You don't need to be elaborate--putting out birdseed or peanut-butter sandwiches for the squirrels will suffice. But for a truly lovely twist, you can take a cue from the Waterman family of St. Charles, Missouri. Inspired by Eve Bunting's book Night Tree, the Watermans get together each year with friends and family and trek into the woods to decorate a tree for the animals. The evening begins at home, with the preparation of appropriate goodies: pinecones rolled in peanut butter and birdseed, popcorn and cranberry garlands, orange and apple slices suspended from pipe cleaners. Once the feast is complete, the assembled throng bundles up and heads out into the night. Tree-decking is followed by sharing hot chocolate, holiday cookies and Christmas carols
Create a Photo Ornament...
For most families, ornaments are more than decorations; they're memories in miniature. Especially the homemade creations, whose cockeyed charm so perfectly captures the creativity of your child at a particular moment in time.
This year, why not take the idea a step further and let your kids put a little bit of themselves into the decorations--literally.

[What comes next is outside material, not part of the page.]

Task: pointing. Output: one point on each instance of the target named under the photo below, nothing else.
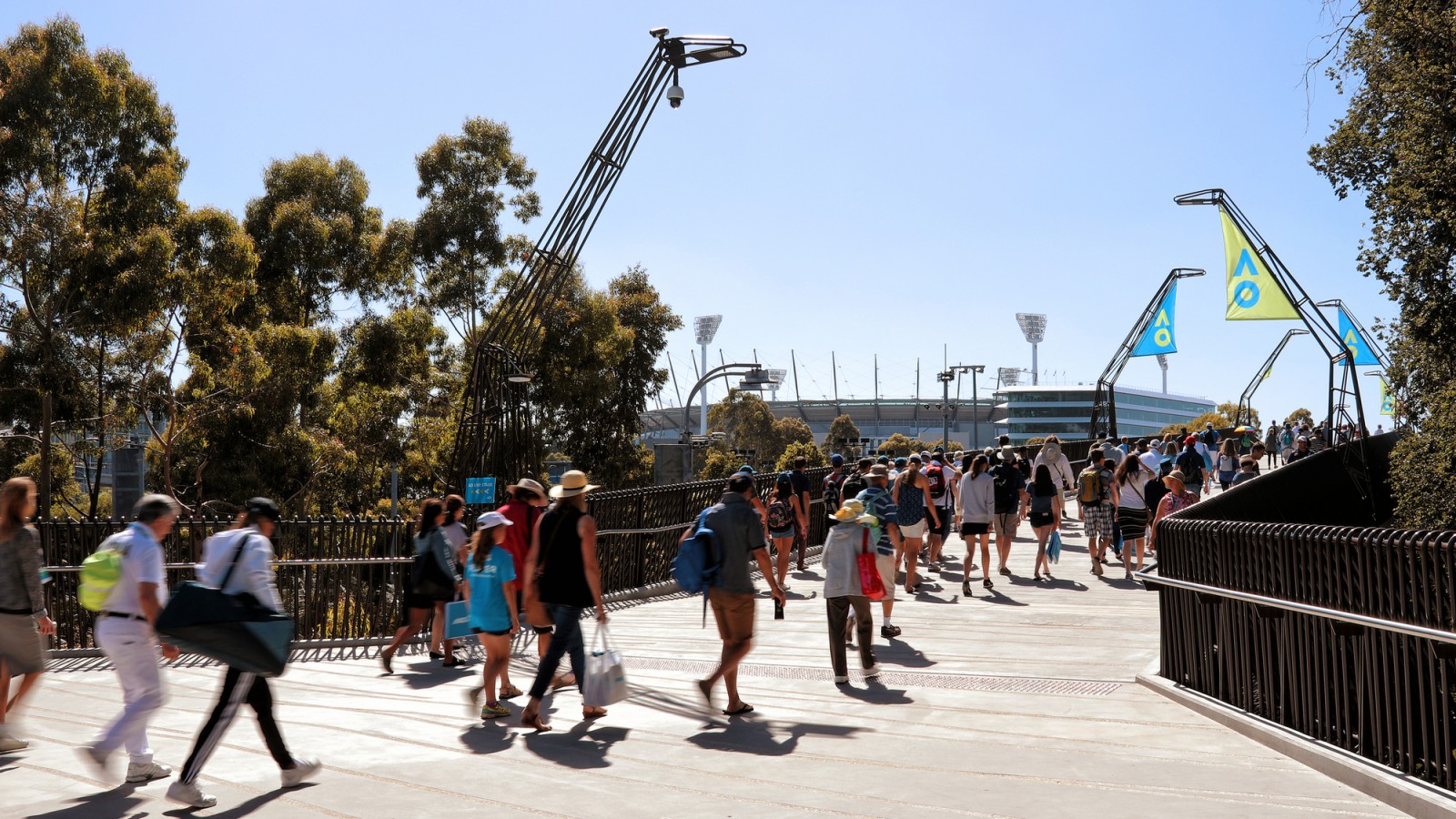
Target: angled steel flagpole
(1104, 404)
(1315, 322)
(1245, 411)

Each child gets to choose a photo of himself or herself to incorporate into an ornament, which can be as simple as a Popsicle-stick frame or as sophisticated as a decoupaged Styrofoam ball. The only requirement is that the finished product reflect the personality of its maker (and include the year in which it was made). Your kids will have fun comparing their faces over the years, and you'll love seeing your tree transformed into a virtual family album.
Surprise a Public Servant...
It may shock your kids to learn that not everyone gets to take time off around the holidays. Firefighters, police officers and many other public servants give up their holidays to make sure that ours are safe and happy. The Kelner family of Muskegon, Michigan, decided to give back something to all these good-hearted folks, so for the past several years they've gathered holiday cookies and other treats to bring to the local fire station on Christmas Eve. The first year, they were surprised to find only one firefighter on duty; he was so thrilled to see them, he invited them in to share the feast. For the Kelners, that one small act of generosity turned out to be the highlight of the Christmas season.

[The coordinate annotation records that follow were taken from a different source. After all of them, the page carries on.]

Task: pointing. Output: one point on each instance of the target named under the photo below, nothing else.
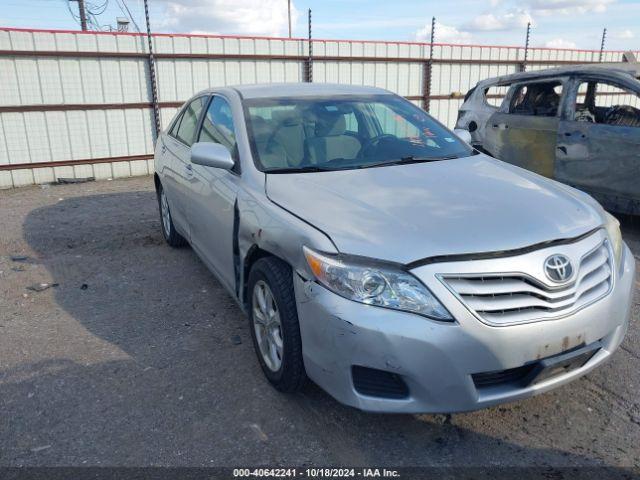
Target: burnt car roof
(620, 70)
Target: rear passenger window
(607, 104)
(494, 95)
(540, 99)
(187, 129)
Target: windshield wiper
(407, 160)
(306, 168)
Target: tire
(289, 376)
(169, 231)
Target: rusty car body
(577, 124)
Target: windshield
(342, 132)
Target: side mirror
(463, 135)
(211, 155)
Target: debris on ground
(39, 449)
(40, 287)
(65, 181)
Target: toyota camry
(379, 255)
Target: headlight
(374, 284)
(615, 237)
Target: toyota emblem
(558, 268)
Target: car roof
(279, 90)
(621, 70)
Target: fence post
(428, 67)
(604, 36)
(310, 57)
(523, 65)
(152, 75)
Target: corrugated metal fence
(78, 104)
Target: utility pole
(82, 13)
(289, 15)
(604, 37)
(152, 74)
(523, 66)
(428, 70)
(310, 58)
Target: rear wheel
(169, 232)
(274, 324)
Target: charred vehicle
(579, 125)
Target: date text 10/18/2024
(316, 472)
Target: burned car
(578, 124)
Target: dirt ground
(139, 357)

If your family would like to play Surprise Santa, start by contacting someone in local government (town hall is usually a good place to begin) to find out where to go. But make sure your visit stays a secret--the element of stealth adds a little extra zip to your act of holiday charity.
Cure the Postholiday Blues...
If my daughter ran the world, it would be illegal to take down the Christmas tree before summer. And while I sometimes greet the end of the holidays with relief, I can't help feeling a little sad when that last ornament is packed away. So, I was thrilled when a friend shared her family's method for banishing the postholiday blues.
Every year, usually on January 6 (the Feast of the Epiphany and the end of the traditional 12 days of Christmas), her family has a quiet supper before taking down the tree. Beside each plate is a small package holding a single button, which has been chosen for its significance to the recipient: a flower button for a gardener, an anchor for a sailing fan and so on. Each person sews the new button on his or her stocking before packing it away until next year. My friend marvels that her kids are as excited to unwrap their buttons as they are to tear through the packages on Christmas.
FAMILYFUN TIP: For unusual buttons, try thrift shops or specialty suppliers, as well as www.dressitup.com.
Giving to Others...
Christmas is ultimately about giving. This is a great time to give to others, especially those who might otherwise go without.
There are many ways to sponsor a needy family for Christmas. Most churches know of families in need of help. Make arrangements to anonymously provide a family with groceries and appropriate presents through the church.